Schneider G B, Perinpanayagam H, Clegg M, Zaharias R, Seabold D, Keller J, Stanford C
N402, Dows Institute for Dental Research and the Department of Prosthodontics, University of Iowa College of Dentistry, Iowa City 52242, USA.
J Dent Res. 2003 May;82(5):372-6. doi: 10.1177/154405910308200509.
The transcription factor Cbfa1 regulates osteoblast differentiation and expression of genes necessary for the development of a mineralized phenotype. The purpose of this study was to determine if Cbfa1 and BSPII gene expression are influenced by implant surface microtopography. Osteoblasts were cultured on 600-grit (grooved) or sandblasted (roughened) cpTi implant discs. Mineralization was evaluated by Alizarin-Red-S staining. Real Time PCR was used for quantitative analysis of Cbfa1 and BSPII gene expression. Enhanced mineralization was seen in osteoblasts grown on roughened implant surfaces relative to tissue culture plastic. Real Time PCR showed significant (P < 0.05) increases in Cbfa1 gene expression in cells grown on roughened, as compared with grooved, implant surfaces. BSPII gene expression was also increased on rough surfaces in the UMR cells, but was reduced in the rat calvarial osteoblast cultures. These results suggest that osteoblast gene expression and mineralization are affected by roughened implant surface microtopographies during osseointegration of dental implants.
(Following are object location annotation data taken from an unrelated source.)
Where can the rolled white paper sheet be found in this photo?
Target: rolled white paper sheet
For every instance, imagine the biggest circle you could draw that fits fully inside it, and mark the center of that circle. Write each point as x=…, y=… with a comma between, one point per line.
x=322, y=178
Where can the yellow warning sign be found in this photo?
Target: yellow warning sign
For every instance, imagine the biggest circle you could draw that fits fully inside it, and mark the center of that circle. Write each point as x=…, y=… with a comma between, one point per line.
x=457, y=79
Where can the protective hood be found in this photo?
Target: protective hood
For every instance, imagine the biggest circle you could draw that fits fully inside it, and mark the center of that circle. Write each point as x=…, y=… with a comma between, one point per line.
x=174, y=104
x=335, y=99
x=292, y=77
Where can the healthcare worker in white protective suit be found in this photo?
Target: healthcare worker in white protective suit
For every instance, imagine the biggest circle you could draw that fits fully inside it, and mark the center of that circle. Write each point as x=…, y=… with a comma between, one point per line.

转录因子Cbfa1调节成骨细胞分化以及矿化表型发育所需基因的表达。本研究的目的是确定Cbfa1和骨唾液蛋白II(BSPII)基因表达是否受种植体表面微观形貌的影响。将成骨细胞培养在600目(带凹槽)或喷砂(粗糙化)的纯钛种植体圆盘上。通过茜素红S染色评估矿化情况。采用实时定量聚合酶链反应(Real Time PCR)对Cbfa1和BSPII基因表达进行定量分析。与组织培养塑料相比,在粗糙种植体表面生长的成骨细胞矿化增强。实时定量聚合酶链反应显示,与带凹槽的种植体表面相比,在粗糙种植体表面生长的细胞中Cbfa1基因表达显著增加(P < 0.05)。UMR细胞在粗糙表面上BSPII基因表达也增加,但在大鼠颅骨成骨细胞培养物中则降低。这些结果表明,在牙种植体骨结合过程中,粗糙的种植体表面微观形貌会影响成骨细胞基因表达和矿化。